Here's a little snippet to show how to use this feature:
use phpWTL\phpWTL;
use phpWTL\CombinedLogger;
use phpWTL\DRP;
use phpWTL\DataRetrievalPolicy;
use phpWTL\DataRetrievalPolicyHelper;
use phpWTL\LogWriter\FLW\FileLogWriter;
use phpWTL\LogWriter\FLW\FileLogWriterHelper;
use phpWTL\Tools\ipTools;
define('PATH_TO_PHPWTL', '../phpWTL/');
require_once PATH_TO_PHPWTL.'phpWTL.php';
require_once PATH_TO_PHPWTL.'CombinedLogger.php';
require_once PATH_TO_PHPWTL.'LogWriter/FLW/FileLogWriter.php';
require_once PATH_TO_PHPWTL.'LogWriter/FLW/FileLogWriterHelper.php';
require_once PATH_TO_PHPWTL.'Tools/ipTools.php';
// instantiate a logger for "combined" format
$logger= CombinedLogger::getInstance();
// instantiate a file log writer
$writer= new FileLogWriter();
// do the actual logging (data retrieval, validation and formatting)
$logger->log();
// anonymize IP address
$ip_orig= $logger->getLoggerContent()->__get("host_ip");
// "ipAnon" might be called without $params if the default is convenient for you
// (the array below represents the default)
// alternative call would be: $ip= ipTools::ipAnon($ip_orig);
$ip= ipTools::ipAnon($ip_orig, array(
'ip4cut' => "1", // anonymize last 1/4 of ip4
'ip6cut' => "5", // anonymize last 5/8 of ip6
'ip4wildcard' => "0", // replace anonymized parts with 0
'ip6wildcard' => "" // replace anonymized parts with empty string
));
if ($logger->getDataValidator()->isValid("host_ip", $ip)) {
$logger->getDataRetriever()->setFieldContent("host_ip", $ip);
$logger->getDataFormatter()->formatAllField("host_ip");
}
// write log entry
$writer->writeToLog($logger->getLoggerContent());
How to deal with JavaScript / JQuery - a real-world showcase (^)
How to log assets in a JavaScript / JQuery environment?
Zeitreise HOG is an older and rather small nostalgia photo project to illustrate changes in my hometown of Hofgeismar over the last (roughly) 130 years.

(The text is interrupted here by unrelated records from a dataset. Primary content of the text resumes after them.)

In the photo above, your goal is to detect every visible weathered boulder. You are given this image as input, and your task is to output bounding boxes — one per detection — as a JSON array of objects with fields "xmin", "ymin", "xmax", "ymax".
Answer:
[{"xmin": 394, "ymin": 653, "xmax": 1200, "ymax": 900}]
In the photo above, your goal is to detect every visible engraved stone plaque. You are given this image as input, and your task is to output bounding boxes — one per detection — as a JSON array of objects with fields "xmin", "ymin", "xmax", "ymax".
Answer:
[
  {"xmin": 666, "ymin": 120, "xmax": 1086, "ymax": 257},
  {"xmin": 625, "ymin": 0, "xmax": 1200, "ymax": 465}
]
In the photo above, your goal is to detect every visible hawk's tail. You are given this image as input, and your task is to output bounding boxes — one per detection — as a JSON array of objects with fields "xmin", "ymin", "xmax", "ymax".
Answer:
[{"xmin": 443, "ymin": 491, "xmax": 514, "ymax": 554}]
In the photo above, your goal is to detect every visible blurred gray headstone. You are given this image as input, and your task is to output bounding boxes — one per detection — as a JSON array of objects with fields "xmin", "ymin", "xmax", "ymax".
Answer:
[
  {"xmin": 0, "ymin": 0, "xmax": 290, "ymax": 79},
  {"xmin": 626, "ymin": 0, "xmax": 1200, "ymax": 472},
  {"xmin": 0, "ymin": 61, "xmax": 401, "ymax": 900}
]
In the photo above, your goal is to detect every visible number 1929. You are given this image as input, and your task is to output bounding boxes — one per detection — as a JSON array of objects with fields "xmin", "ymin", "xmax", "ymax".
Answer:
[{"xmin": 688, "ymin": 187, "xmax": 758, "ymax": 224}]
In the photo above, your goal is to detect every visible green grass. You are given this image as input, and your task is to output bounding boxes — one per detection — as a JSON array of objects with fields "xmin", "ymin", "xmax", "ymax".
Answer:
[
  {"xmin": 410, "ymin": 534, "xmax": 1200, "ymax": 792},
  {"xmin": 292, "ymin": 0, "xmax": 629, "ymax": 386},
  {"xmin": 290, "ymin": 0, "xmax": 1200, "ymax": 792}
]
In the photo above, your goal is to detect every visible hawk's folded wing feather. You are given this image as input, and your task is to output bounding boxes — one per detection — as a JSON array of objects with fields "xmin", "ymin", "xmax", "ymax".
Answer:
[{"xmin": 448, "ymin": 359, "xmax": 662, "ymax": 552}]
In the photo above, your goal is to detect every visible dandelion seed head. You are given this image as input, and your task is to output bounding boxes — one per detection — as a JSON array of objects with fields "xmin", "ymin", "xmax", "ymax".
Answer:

Technically it's a little outdated but not much involved or complex. What makes it a little challenging in terms of PHP logging is its basic design and usability concept.
The key element of navigation is a Google based map. Each location of interest is marked by a little pin. If the user clicks on such a pin a small popup div will open and one or more thumbnails of (historical and contemporary combined) images will appear, accompanied by a brief text describing this particular location. A click on the thumbnail will open an overlay which will show the image in full size. If the popup opens, instead of a real thumbnail actually the full-size image is loaded right away. So a subsequent click on the thumbnail will just show the image bigger and won't initiate any new loading process. Let's say for the sake of simplicity: Things are done this way for a (more or less good) reason and because it's an older project, they won't change. So any integration of the logger now has to deal with the situation as it is.
Given this situation: What exactly is the problem?
Besides the obvious page hits, basically we want two things to be logged here. First, each time a user clicks on a marker and so opens a popup, we want to log the loading of the images. We want this to be logged properly, because this is a real request, leading to real payload (in bytes) to be transferred. Second, we want to know if a user actually clicks on a thumbnail, so if they are really interested to see this images in detail. This is something a real webserver would (and also could) never log, because it's just a client side operation and won't initiate any new request. So, hey, we actually discovered a solid advantage of our PHP logging over real logging! But what we DON'T want is to have the image payload logged twice! Because this would distort our logfile analysis in the end. So, how to handle this?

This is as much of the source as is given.